A chefe do Executivo local relatou que discutiu o tema, por telefone, em 30 de março, com o ministro Dario Durigan, do Ministério da Fazenda. Apesar disso, a avaliação no governo Lula, segundo informou a Folha de S.Paulo, é a de que o problema precisa ser resolvido pelo próprio Distrito Federal, controlador do BRB.

Ao comentar a postura da União, Celina citou o caso do banco Digimais para sustentar a crítica de que faltou tratamento institucional ao BRB. A instituição ligada ao bispo Edir Macedo firmou um acordo de intenção de compra com o BTG Pactual, em negociação que ainda depende de aval do Banco Central, do Cade e de um possível entendimento com o Fundo Garantidor de Créditos. O FGC, porém, não integra a estrutura do governo federal.

Para a governadora, o momento exigia uma relação republicana entre os entes federativos, independentemente das diferenças ideológicas. “Está muito evidente que não houve interesse em adotar nenhuma medida. Isso é lamentável, porque a relação institucional precisa prevalecer. Tenho posição política conhecida, mas sempre estive disposta a dialogar em defesa de Brasília. Esperava a mesma postura do presidente, e isso não aconteceu”, afirmou.

Celina é pré-candidata ao Palácio do Buriti, em uma chapa que deve ter a ex-primeira-dama Michelle Bolsonaro (PL) como pré-candidata ao Senado.

Ao ser questionada sobre o pedido de empréstimo encaminhado pelo GDF ao FGC e também sobre as negociações do BRB com a gestora Quadra Capital, a governadora preferiu não aprofundar o assunto. Disse apenas que evita comentar etapas sensíveis para não gerar instabilidade adicional no mercado.
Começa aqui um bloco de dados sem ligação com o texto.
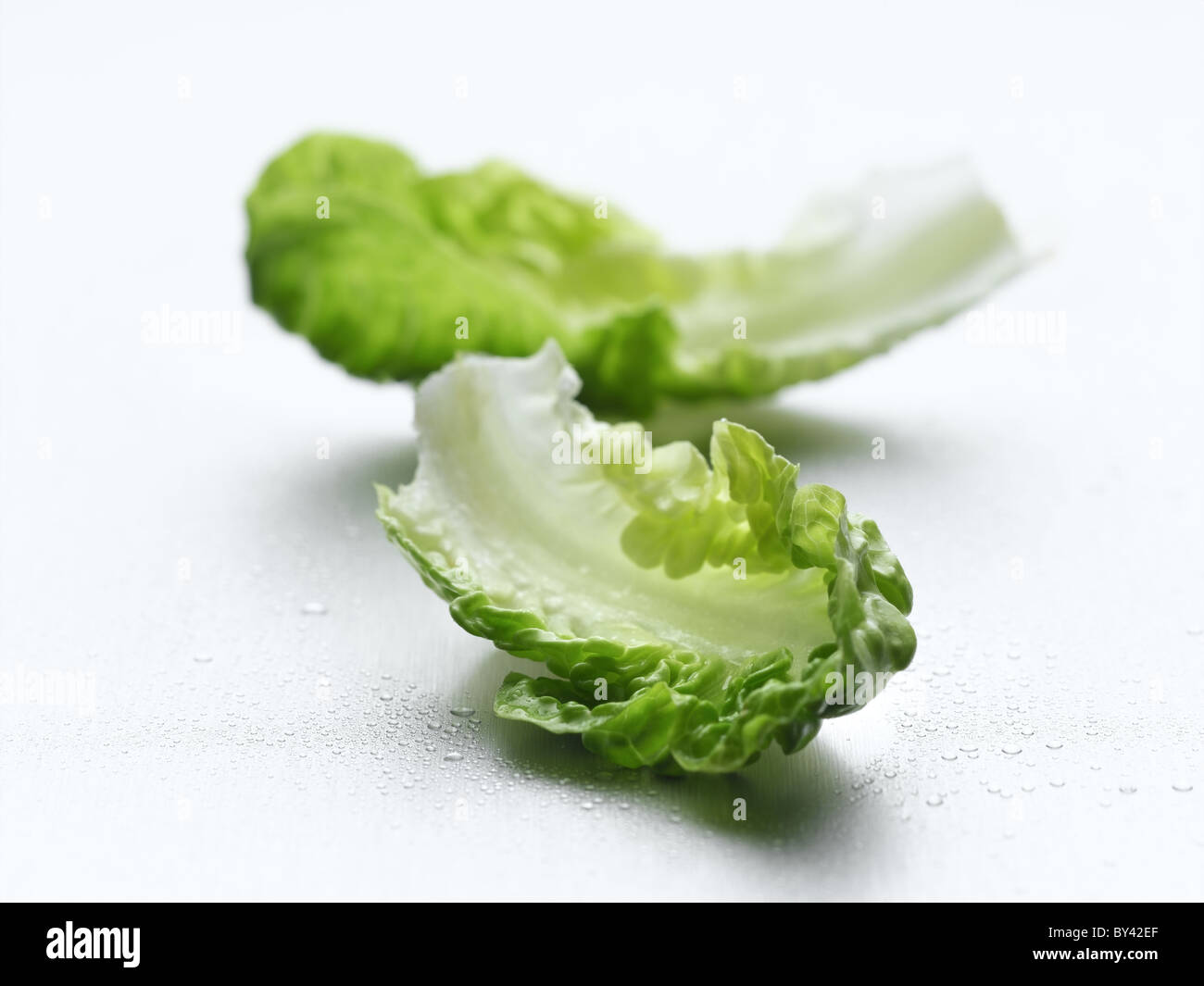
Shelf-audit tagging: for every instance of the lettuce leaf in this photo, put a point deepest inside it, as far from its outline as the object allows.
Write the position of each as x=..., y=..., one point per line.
x=691, y=614
x=392, y=272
“O que posso assegurar é que todas as providências necessárias estão sendo adotadas. No momento adequado, e após o alinhamento com o Banco Central, tudo será apresentado com transparência”, afirmou. Em seguida, reforçou a confiança na instituição: “O BRB é um banco sólido e tem uma trajetória importante para esta cidade”, acrescentou.
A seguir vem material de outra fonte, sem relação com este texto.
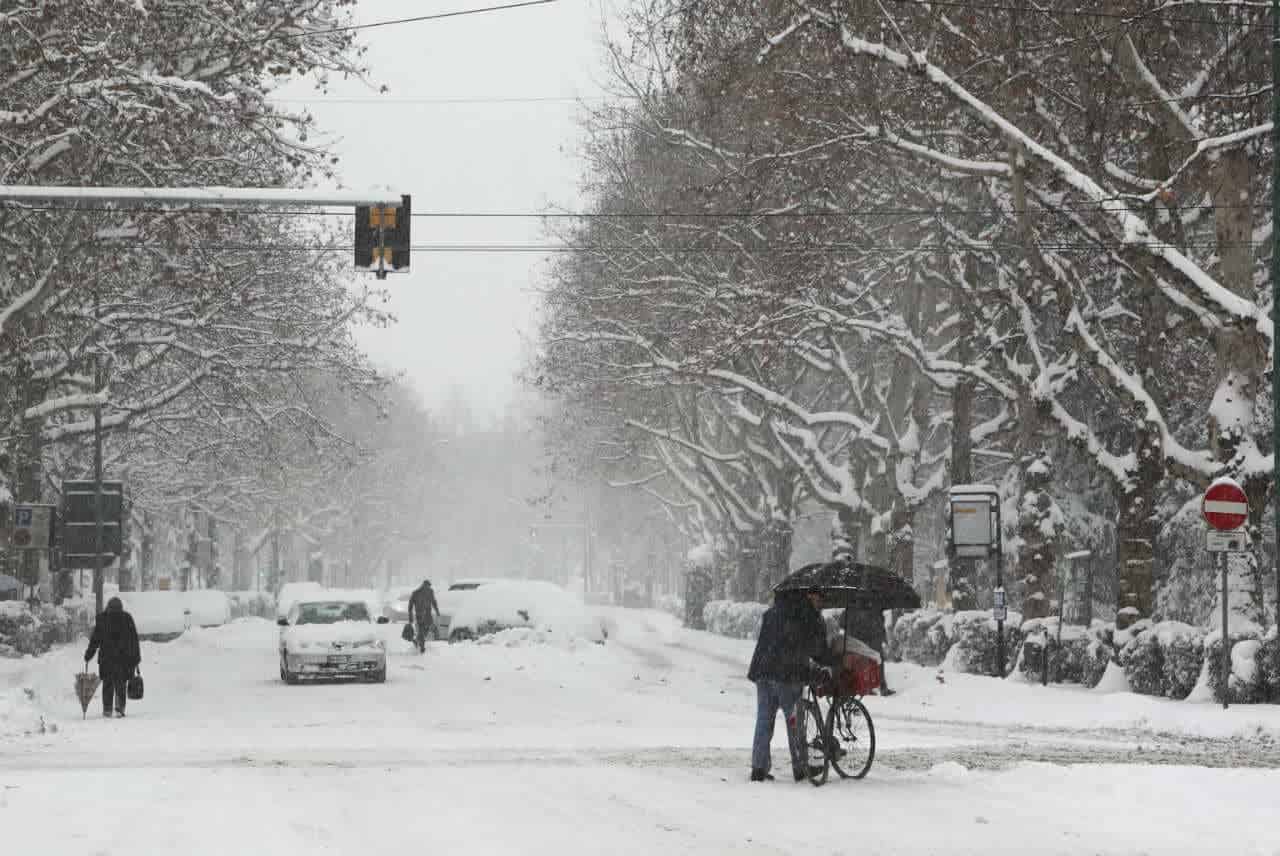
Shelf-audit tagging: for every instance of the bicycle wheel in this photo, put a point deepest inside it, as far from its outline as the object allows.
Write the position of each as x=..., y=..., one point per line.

A defesa da solidez do banco também foi feita pelo presidente do BRB durante evento promovido pelo grupo Lide, em Brasília, diante de empresários. Em meio à pressão causada pela crise, ele buscou afastar rumores sobre a continuidade da instituição. “Aos que apostaram em uma quebra do BRB, deixo um recado claro: isso não vai acontecer. O banco sairá desse processo mais forte e seguirá como símbolo de Brasília e da região”, disse.
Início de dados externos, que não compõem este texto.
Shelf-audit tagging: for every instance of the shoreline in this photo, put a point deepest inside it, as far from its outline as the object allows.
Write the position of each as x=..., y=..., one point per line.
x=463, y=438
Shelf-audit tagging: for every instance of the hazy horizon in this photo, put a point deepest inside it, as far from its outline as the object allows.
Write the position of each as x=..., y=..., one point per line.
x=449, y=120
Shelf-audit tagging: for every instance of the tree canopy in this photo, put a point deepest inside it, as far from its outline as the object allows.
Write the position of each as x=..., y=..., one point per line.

A crise ganhou novas proporções depois que o BRB adiou a divulgação do balanço de 2025, descumprindo o prazo legal previsto para empresas de capital aberto. Sem a publicação das demonstrações financeiras, segue sem dimensão oficial o tamanho do impacto das operações feitas com o Banco Master.

Segundo as investigações, o BRB adquiriu R$ 12,2 bilhões em créditos fraudulentos ligados à instituição de Daniel Vorcaro. Em meio a esse cenário, foi sancionada, em março, a lei que autoriza o Governo do Distrito Federal a adotar medidas para o socorro da instituição, incluindo a possibilidade de contratar até R$ 6,6 bilhões em operações de crédito com o FGC ou com outras instituições financeiras.

No discurso a empresários, o presidente do banco afirmou que a reação à crise está baseada em medidas voltadas ao reforço da estrutura interna. “Estamos atravessando uma fase difícil, que exige responsabilidade, transparência e firmeza. É justamente em momentos assim que os fundamentos de uma instituição são testados”, declarou.

Ele também disse que a atual gestão trabalha para reorganizar o banco e elevar os padrões de controle. “Estamos implementando um processo consistente de fortalecimento do BRB, com foco em eficiência operacional, aprimoramento da governança e mais rigor na condução da gestão. Há uma revisão de processos em andamento, reforço dos mecanismos de controle e aumento do nível de exigência em todas as decisões”, afirmou.

Na semana passada, o BRB anunciou a saída de dois diretores remanescentes da administração anterior: Diogo Ilário de Araújo Oliveira, da área de Atacado e Governo, e José Maria Corrêa Dias Júnior, da Diretoria de Tecnologia.

As mudanças ocorreram após análise conduzida pelo escritório Machado Meyer Advogados, com apoio técnico da Kroll, que levantou suspeitas sobre a atuação de antigos integrantes da cúpula do banco, incluindo o ex-presidente Paulo Henrique Costa.